お客さんは買い物カゴは持たず、野菜コーナーの真ん前でジッと動くことなく佇んでいるのです。


唖然としつつも、閉店なので声をかけなければいけません。

掃除をしながら近づいていき、例の聞こえるような大きな声で閉店を伝えました。

しかし、返事も微動だにすることもありませんでした。


他のお客さんも、特に反応こそしませんでしたが、そのままレジに歩いていくなど何かしらアクションはあったわけです。

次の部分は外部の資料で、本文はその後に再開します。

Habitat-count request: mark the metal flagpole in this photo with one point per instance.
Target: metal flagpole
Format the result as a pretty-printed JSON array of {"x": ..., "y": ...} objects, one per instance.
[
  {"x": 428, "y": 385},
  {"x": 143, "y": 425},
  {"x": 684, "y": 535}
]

なので、これは聞こえていないのかな?と思い、僕はその女性に直接話しかけました。


「お客様、間も無く閉店ですのでお買い物はお早めにお願いします。」


が、やはり返事はありませんでした。


変わったお客さんだなぁと思い、一応伝えることは伝えたのでレジに戻ることに。


野菜コーナーからレジまでは直線距離なので床を掃除しながら、今の不思議なお客さんのことを話そうと友人の待つレジへ向かいました。


すると、友人の方から話しかけてきました。


「今さ、野菜コーナーで何してたの?」


僕はまさに、その話題を話したくて

「いや、あの大きな真っ黒な帽子被った人がさー」と楽しくなりながら話しました。


しかし、友人は

「なにそれ?どこにいるの?」

と。


僕は

「今いたじゃん。野菜コーナーのとこに」

と言って振り返ったのですが


野菜コーナーの前には誰もいませんでした。え?、と思い野菜コーナーまで行きましたが、その周りにも、店内をいくら探してもそのお客さんはいませんでした。


段々と頭に恐怖がよぎりました。

もしや、と。思いましたが、それでも認めたくなくて友人に再度たしかめました。

「本当に見てないんだよな?あそこには俺しかいなかったんだよな?」


すると友人は

「そうだよ。ていうか












この店、とっくに俺とお前しかいないぞ?」





驚きと同時に、背筋がサーっと冷たくなっていくのがわかりました。

「ど、どういうこと?」頭が追いつかず口が上手く回らないまま聞くと、友人は

「お客さんなら、掃除を始める前にみんな帰っちゃったぞ。レジの防犯カメラの映像で確認したし、レジの目の前の出入り口も誰も通ってないから間違いない。誰もいないのにお前は声がけしててマジメだと思った。」


そう言うのです。




先ほどの、全身真っ黒の巨大な帽子を被った人だけではなかったのです。


その日、僕が声がけをした人全員が


閉店間際の常連さん達全員が




この世の者ではなかったのです。




この一件で、僕は閉店のシフトと変わる事をやめました。


それ以来、あの閉店間際の常連さん達を見る事はありませんでした。


そのかわり…





あの巨大な帽子を被ったお客さんが毎日現れるようになったのです。